From: Rakesh Bhandari (rakeshb@STANFORD.EDU)
Date: Fri Jan 02 2004 - 12:05:18 EST
In reply to the administrator Levy: 1. Chavez winning elections does not make a popular movement. I have not been condemning true popular movements such as worker actions in Argentina or the Zapatistas. Suffice to say, such movements are not trying to deploy a rentier state for this or that end. 2. Chavez's popularity has dropped. His rallies have attracted fewer people over time. 3. Chavez's popularity was strongest among street vendors, not any part of the industrial working class. 4. There has been no question that Chavez has courted foreign investors in downstream operations with sweet deals, that the state oil company is exporting less oil, that he has strenghtened the executive vis a vis the legislature, etc. 5. The facts that the supporters of Chavez on this list have cited have not constituted very strong evidence of his progressiveness.
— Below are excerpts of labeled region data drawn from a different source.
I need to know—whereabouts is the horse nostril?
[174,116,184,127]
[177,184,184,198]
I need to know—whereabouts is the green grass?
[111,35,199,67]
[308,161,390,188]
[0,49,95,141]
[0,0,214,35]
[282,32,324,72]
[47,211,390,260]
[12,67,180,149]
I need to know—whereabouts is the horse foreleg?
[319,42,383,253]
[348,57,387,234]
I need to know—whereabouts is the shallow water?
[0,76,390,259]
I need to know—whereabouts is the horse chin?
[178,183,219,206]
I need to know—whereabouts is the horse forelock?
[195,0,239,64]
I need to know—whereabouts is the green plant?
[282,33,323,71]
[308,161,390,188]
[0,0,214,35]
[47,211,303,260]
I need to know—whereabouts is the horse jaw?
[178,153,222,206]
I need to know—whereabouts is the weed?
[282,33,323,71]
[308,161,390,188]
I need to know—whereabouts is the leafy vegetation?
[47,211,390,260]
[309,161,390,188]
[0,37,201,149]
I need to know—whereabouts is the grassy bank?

For the most part, Chavez has been judged progressive because his enemies are not. I don't find this a very strong form of argumentation. 6. Your own posts give us no reason to believe that Chavez's actual policies are on the whole progressive. Rakesh >Where there is a major class confrontation in which imperialism >is on one side and millions of workers and peasants fighting for >wealth redistribution, land reform, and sovereignty are on the >other side, it seems to me that there should be little doubt >as to which side of the class war fence Marxists (and progressives >in general) should be on. *At the very least*, progressives >have the *responsibility* to make sure that they have accurate >sources and a thorough knowledge of the situation *before* >they condemn such a popular movement. This is part of what >solidarity means. > >In solidarity, Jerry > > >> this is >> definitely at least partially my fault as I have only read a few >> pieces on Chavez's govt.